Greene achieved her goal in Iron Bike; she finished in the top 30. There were around a hundred international competitors, of which only three were women - and she wore the women’s leader jersey for the first five days of the race. Greene placed 2nd woman after a very close race with the female 1st place achiever, and 28th overall. It is a massive achievement to even be an official finisher as certain sections of the event had to be completed in set time frames which made the whole race more demanding. The demands for Greene went on after the race was over each day. “I really should have had a support crew with me. Every evening was like a puzzle with trying to fit in bike and body cleaning, eating, washing riding kit, pitching my tent, trying to get to sleep at a reasonable time. Not all things were achieved every day to the level they should have been which hampered my performance a little unfortunately”. Even getting clear about instructions can be challenging when it is in another language, also adjusting to other cultural differences – “For a Kiwi it was a bit of a culture shock to find scrambled eggs, soft cheeses, bruschetta and endless amounts of nutella on mouth destroyingly dry crusty bread, however I was that hungry and in need of energy that it all went down and tasted fantastic. However, over all the experience, scenery and people made it an extraordinary week”.
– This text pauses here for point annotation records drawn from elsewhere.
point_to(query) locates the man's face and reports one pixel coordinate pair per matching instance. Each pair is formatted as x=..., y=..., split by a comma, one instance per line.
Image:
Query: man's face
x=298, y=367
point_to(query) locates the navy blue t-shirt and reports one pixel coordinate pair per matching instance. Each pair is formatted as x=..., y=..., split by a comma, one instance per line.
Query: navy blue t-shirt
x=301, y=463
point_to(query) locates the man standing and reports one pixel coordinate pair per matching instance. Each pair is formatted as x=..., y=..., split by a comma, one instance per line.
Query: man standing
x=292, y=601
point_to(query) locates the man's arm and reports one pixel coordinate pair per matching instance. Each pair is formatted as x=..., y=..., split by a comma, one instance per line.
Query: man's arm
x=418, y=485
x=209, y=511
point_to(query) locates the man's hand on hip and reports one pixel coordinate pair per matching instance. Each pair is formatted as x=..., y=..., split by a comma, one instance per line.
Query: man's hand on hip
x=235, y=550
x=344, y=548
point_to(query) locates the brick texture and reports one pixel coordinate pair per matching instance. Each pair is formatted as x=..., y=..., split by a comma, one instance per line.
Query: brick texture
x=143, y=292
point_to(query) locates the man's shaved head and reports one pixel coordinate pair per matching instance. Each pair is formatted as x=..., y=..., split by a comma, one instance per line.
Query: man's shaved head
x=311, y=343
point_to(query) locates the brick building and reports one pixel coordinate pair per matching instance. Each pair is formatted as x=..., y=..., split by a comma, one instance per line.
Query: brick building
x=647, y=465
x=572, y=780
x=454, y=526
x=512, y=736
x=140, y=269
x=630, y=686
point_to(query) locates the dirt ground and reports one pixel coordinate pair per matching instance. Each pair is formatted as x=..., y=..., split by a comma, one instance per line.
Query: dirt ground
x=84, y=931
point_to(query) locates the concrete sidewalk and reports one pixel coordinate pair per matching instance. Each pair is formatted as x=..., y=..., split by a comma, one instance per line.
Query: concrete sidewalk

“Competitors in long distance events can peak in their mid-thirties” observes Greene, who is 32, so she’s still got some time on her side. Her winter job on Ski Patrol at Coronet Peak helps contribute to her fitness then 12 – 15 hours training a week, coached by Val Burke of Wanaka, fits around that. She lives her passion for her sport, and her summer job is at R & R Sports which is where she met her partner Tom Lamb, who does his share of cycle racing. Lamb is originally from Scotland so it will be a visit home for him when he accompanies Greene to her 24 hour World Champs 11th/12th October. Having him there will mean that Greene will have a support crew and no doubt she will draw on her incredible mental and physical stamina as well. It couldn’t’t be done without it. The pair will pay their way to the race at Fort William in Scotland as Greene also did to Italy and to previous World Champs in Australia and other stage races in South Africa and Mongolia. It is her enduring can do attitude, her gratitude for the sponsorship of some gear that comes her way and the support of those who follow her that see her representing New Zealand. Strongly riding, biking round the clock on tracks that would scare most people in daylight.